We quantified the relationship between gene co-expression modules and clinical features through correlation (Fig. 1). The turquoise (mitochondrial) and yellow modules exhibited largely opposing patterns of effect, yielding the strongest relationships with pulmonary function (FEV1 and TLCO), exercise performance (6 minute walk and peak VO2 on incremental cycle ergometry), quadriceps endurance (T80) and fibre type ratios (pooled percentage Type I, IIa and IIx) (Fig. 1). The yellow and blue modules were both negatively associated with measures of daily physical activity. The green (ECM) module showed the closest relationship with indexes of strength (maximal voluntary contraction, MVC and involuntary TWQ), though only the relationship with MVC achieved significance following a BH P-value adjustment (adj. P = 3.49E-02). Of all modules, the red module showed the closest association with the frequency of exacerbations (adj. P = 5.33E-03) while the blue module carried the strongest association with tobacco smoke exposure (pack years, adj. P = 1.49E-04). Following P-value adjustment, no module demonstrated a significant relationship with age, BMI or FFMI. In terms of muscle wasting, the green (ECM) module was positively correlated with Type I fibre cross-sectional area (CSA, adj. P = 1.49E-02) whilst the blue module was negatively related to Type IIx CSA (adj. P = 5.39E-03) (Fig. 1).

Figure 1
figure 1

Correlations between module eigengenes and COPD-related quantitative clinical traits. Cells are colour-coded as per the colour legend, indicating the direction and magnitude of the correlation. Cells detail the correlation statistic and the associated raw unadjusted P-value. Traits are shown in columns, Module Eigengenes (ME) are shown in rows. Module Eigengenes are defined as the first principal component of each module, and are considered representative of the overall module expression profile.

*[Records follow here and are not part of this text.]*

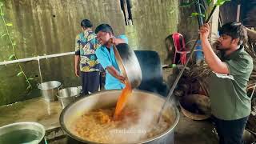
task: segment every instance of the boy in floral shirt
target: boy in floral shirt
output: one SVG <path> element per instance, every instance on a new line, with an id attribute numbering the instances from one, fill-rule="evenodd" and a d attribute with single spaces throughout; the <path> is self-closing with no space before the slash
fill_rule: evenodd
<path id="1" fill-rule="evenodd" d="M 83 32 L 75 38 L 74 71 L 76 76 L 81 76 L 84 94 L 98 91 L 100 86 L 101 65 L 95 54 L 95 50 L 100 45 L 91 30 L 92 26 L 90 20 L 82 20 L 81 27 Z"/>

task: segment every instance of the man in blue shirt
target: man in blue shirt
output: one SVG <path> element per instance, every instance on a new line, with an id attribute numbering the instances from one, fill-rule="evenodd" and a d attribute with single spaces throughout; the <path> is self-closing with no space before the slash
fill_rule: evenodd
<path id="1" fill-rule="evenodd" d="M 122 89 L 125 87 L 125 78 L 121 75 L 118 62 L 114 57 L 113 45 L 128 43 L 125 35 L 114 36 L 112 27 L 108 24 L 101 24 L 95 29 L 97 38 L 102 46 L 96 50 L 96 56 L 102 67 L 106 70 L 106 90 Z M 110 38 L 112 38 L 111 41 Z"/>

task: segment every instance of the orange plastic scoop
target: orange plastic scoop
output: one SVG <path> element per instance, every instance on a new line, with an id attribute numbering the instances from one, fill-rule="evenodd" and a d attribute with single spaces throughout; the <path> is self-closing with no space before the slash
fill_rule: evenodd
<path id="1" fill-rule="evenodd" d="M 122 109 L 125 107 L 129 96 L 131 95 L 131 92 L 132 88 L 130 86 L 130 84 L 127 81 L 126 81 L 126 87 L 122 90 L 122 93 L 118 97 L 117 106 L 115 107 L 114 120 L 118 119 L 118 116 L 120 115 Z"/>

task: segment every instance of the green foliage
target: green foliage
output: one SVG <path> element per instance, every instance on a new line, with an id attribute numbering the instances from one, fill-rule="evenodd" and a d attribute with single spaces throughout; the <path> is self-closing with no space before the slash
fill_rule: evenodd
<path id="1" fill-rule="evenodd" d="M 10 33 L 9 31 L 9 28 L 12 27 L 14 25 L 10 22 L 6 22 L 5 18 L 4 18 L 4 13 L 2 12 L 2 6 L 3 6 L 3 2 L 0 2 L 0 18 L 2 19 L 2 22 L 3 22 L 3 26 L 5 26 L 5 34 L 3 34 L 1 38 L 6 36 L 8 38 L 8 40 L 11 45 L 12 47 L 12 50 L 13 50 L 13 54 L 8 58 L 9 60 L 13 60 L 13 59 L 18 59 L 16 54 L 15 54 L 15 50 L 14 50 L 14 46 L 16 46 L 16 42 L 14 41 L 13 38 L 13 34 L 14 33 Z M 33 78 L 27 78 L 27 76 L 25 74 L 25 72 L 22 67 L 22 66 L 20 65 L 20 63 L 18 63 L 18 68 L 20 70 L 20 72 L 18 72 L 17 74 L 18 77 L 20 77 L 22 75 L 23 75 L 26 78 L 26 82 L 28 83 L 28 86 L 27 86 L 27 90 L 30 90 L 32 88 L 32 86 L 30 84 L 31 80 L 33 80 Z"/>
<path id="2" fill-rule="evenodd" d="M 15 58 L 15 55 L 14 55 L 14 54 L 11 54 L 11 55 L 8 58 L 8 59 L 12 60 L 12 59 L 14 59 L 14 58 Z"/>
<path id="3" fill-rule="evenodd" d="M 218 0 L 217 2 L 214 4 L 214 6 L 222 6 L 226 2 L 228 2 L 228 1 L 230 1 L 230 0 Z M 213 2 L 212 0 L 206 0 L 206 3 L 207 3 L 208 6 L 210 6 L 212 2 Z M 181 5 L 179 6 L 180 7 L 190 7 L 193 4 L 195 4 L 195 3 L 198 3 L 199 5 L 199 6 L 204 10 L 205 14 L 194 12 L 194 13 L 191 13 L 191 16 L 192 17 L 202 17 L 202 18 L 206 18 L 206 17 L 208 16 L 206 9 L 204 6 L 202 6 L 201 3 L 199 3 L 198 0 L 191 0 L 188 2 L 182 2 L 182 3 L 181 3 Z"/>
<path id="4" fill-rule="evenodd" d="M 222 6 L 226 2 L 230 2 L 230 0 L 218 0 L 217 2 L 215 3 L 215 6 Z"/>
<path id="5" fill-rule="evenodd" d="M 12 24 L 12 23 L 6 23 L 6 26 L 12 26 L 13 24 Z"/>
<path id="6" fill-rule="evenodd" d="M 195 17 L 195 16 L 206 17 L 205 14 L 200 14 L 200 13 L 192 13 L 192 14 L 191 14 L 191 16 L 194 16 L 194 17 Z"/>
<path id="7" fill-rule="evenodd" d="M 18 73 L 17 76 L 19 77 L 19 76 L 21 76 L 22 74 L 23 74 L 23 71 L 21 71 L 21 72 Z"/>

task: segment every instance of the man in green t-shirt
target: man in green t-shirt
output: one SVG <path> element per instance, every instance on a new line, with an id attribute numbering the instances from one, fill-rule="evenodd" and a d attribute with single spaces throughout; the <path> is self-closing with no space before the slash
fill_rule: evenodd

Using module membership to prioritise genes

Within modules, transcripts were sorted by their degree of module membership (MM), describing the strength and direction of the relationship between a transcript and module. This allowed the prediction of hubs and prioritisation of genes for further investigation.

Membership of the green (ECM) module peaked for the gene ABI3BP that encodes the extracellular matrix ABI3 binding protein formally known as TARSH. Within the turquoise (mitochondrial) module, the highest MM was observed for IDH2 that encodes a mitochondrial isocitrate dehydrogenase. Also within this module is the SIRT3 gene. A regulatory relationship has been previously reported between IDH2 and SIRT3. Here we observed down-regulation of both IDH2 (adj. P = 1.06E-06, FC −1.33) and SIRT3 (adj. P = 1.73E-04, FC −1.28) in the COPD peripheral musculature.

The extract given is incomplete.